Sunday, April 3, 2011
Trinity Ballroom (Hilton Anatole)
Shuhei Fujimoto, MD, PhD , Tokai University School of Medicine, Isehara, Kanagawa, 259-1193, Japan
Misao Honma, CLS , Tokyo Metropolitan Cancer and Infection Center Komagome Hospital, Bunkyo-ku, Tokyo, 113-8677, Japan
Kentaro Dote, MD, PhD , Ehime University Hospital, Toon, Ehime, 791-0295, Japan
Ayumi Fukao, RN, LPN, ICN , Gifu University Hospital, Gifu, Japan
Nobuo Murakami, MD., Ph.D. , Gifu University Hospital, Gifu, Japan
Yoshichika Arakawa, MD, PhD , National Institute of Infectious Diseases, Musashi-Murayama, Tokyo 208-0011, Japan
Background:  Intra-hospital dissemination of pathogenic bacteria and opportunistic pathogens, including highly drug-resistant strains, remains a threat despite current infection control practices.  We have developed a system generating 2-D (time-place) carrier maps color-coded by antibiogram groups (2DCM).  The system generates a concise snapshot of bacterial isolates within the hospital, visualizing bacterial dissemination.  The Japanese Nosocomial Infections Surveillance System (JANIS) Clinical Laboratory Subdivision (JCLS) is a Japanese National Surveillance System involving approximately 600 hospitals (20% of all hospitals with >200 beds) nationwide and collects all bacterial test results with background of a specimen and a patient.  JCLS data is generated automatically by clinical laboratory equipments or data management systems connected to laboratory equipments sold in Japan.  The Japanese Ministry of Health, Labour and Welfare (MHLW) collects data automatically and releases the individual results through the Web.

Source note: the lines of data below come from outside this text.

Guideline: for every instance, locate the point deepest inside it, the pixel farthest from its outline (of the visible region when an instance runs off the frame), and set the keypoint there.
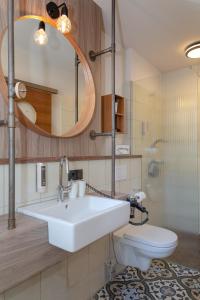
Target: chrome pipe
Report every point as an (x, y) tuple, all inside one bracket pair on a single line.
[(76, 87), (93, 55), (113, 45), (11, 116)]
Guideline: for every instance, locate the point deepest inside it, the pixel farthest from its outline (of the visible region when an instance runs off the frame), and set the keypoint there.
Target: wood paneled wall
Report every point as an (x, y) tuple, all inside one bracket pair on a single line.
[(87, 23)]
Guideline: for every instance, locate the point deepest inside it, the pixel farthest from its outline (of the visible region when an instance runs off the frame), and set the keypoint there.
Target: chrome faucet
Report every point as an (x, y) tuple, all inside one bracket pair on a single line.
[(64, 186)]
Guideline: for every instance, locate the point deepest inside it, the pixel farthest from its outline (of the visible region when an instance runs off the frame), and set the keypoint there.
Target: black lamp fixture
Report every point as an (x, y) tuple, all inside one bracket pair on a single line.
[(40, 36), (63, 21), (193, 50)]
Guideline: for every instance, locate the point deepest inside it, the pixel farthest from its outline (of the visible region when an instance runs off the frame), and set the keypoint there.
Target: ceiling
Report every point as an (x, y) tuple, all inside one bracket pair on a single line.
[(159, 30)]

Objective: Evaluate a web based system that enables visualization of bacterial dissemination to participants in the National Surveillance System. 

Methods: 2DCM has been adapted for a web-based application using “ClickOnce®” technology and is available to all JCLS participants (600 facilities).  Participants use the system online using Internet Explorer®.  The program is downloaded through the Web, temporarily installed onto the local computer and automatically un-installed when the user quits the program.  Data feeds based on data submitted from individual participants are also delivered through the Web.

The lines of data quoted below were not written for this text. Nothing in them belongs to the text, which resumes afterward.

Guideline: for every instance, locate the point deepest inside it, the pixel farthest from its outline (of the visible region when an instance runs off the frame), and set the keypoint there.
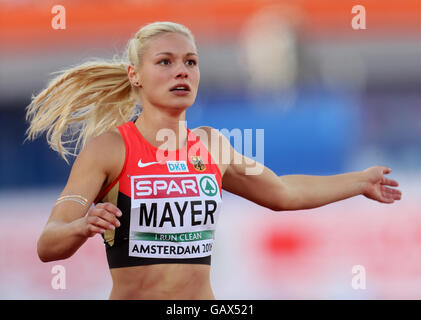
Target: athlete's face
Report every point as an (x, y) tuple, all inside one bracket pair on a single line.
[(169, 61)]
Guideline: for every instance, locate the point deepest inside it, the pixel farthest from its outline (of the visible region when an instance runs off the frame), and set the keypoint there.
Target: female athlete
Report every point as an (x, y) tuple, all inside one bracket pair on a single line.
[(156, 204)]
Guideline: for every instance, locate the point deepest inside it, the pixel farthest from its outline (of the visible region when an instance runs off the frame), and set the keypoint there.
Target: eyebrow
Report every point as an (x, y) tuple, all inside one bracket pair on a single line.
[(171, 54)]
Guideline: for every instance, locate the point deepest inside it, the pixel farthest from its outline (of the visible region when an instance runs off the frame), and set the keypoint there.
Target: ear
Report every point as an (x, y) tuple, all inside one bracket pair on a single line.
[(133, 75)]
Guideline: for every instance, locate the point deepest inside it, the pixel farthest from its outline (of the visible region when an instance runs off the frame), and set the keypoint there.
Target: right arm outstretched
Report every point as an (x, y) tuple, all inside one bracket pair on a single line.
[(70, 223)]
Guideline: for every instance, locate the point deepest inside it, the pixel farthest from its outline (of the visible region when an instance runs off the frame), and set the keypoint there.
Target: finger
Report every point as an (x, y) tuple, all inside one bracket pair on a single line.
[(391, 193), (390, 182), (100, 222), (386, 170), (94, 230), (106, 215), (110, 207), (111, 218)]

Results: 187 hospitals submitted an average (av.) of 10.3 months of surveillance data for the trial and ran the 2DCM-web program on average 3.1 times / month.  No major problems were experienced during this large scale trial.  In a survey to determine the benefits of the system, 41% of participants answered “Yes” to the effectiveness of the system in proving intra-hospital bacterial dissemination, whereas 53% answered “Can’t tell” and 4% “No” (2% NA).  The survey also showed that the major (64%) reason for not participating in the trial was not knowing how to use the system or the system itself.

Conclusions: The open trial proved the feasibility of the 2DCM-web system as a part of the National Surveillance System.  Assessment of the benefits of the system in identifying intra-hospital bacterial dissemination is still incomplete. The participants are unfamiliar with the 2DCM charts and have difficulty assessing charts showing too much or too little dissemination.  Use of the 2DCM charts may become easier once actual cases of bacterial dissemination have been experienced.  Development of more concise charts will improve their acceptability. MHLW will implement the system into the JANIS system in 2011.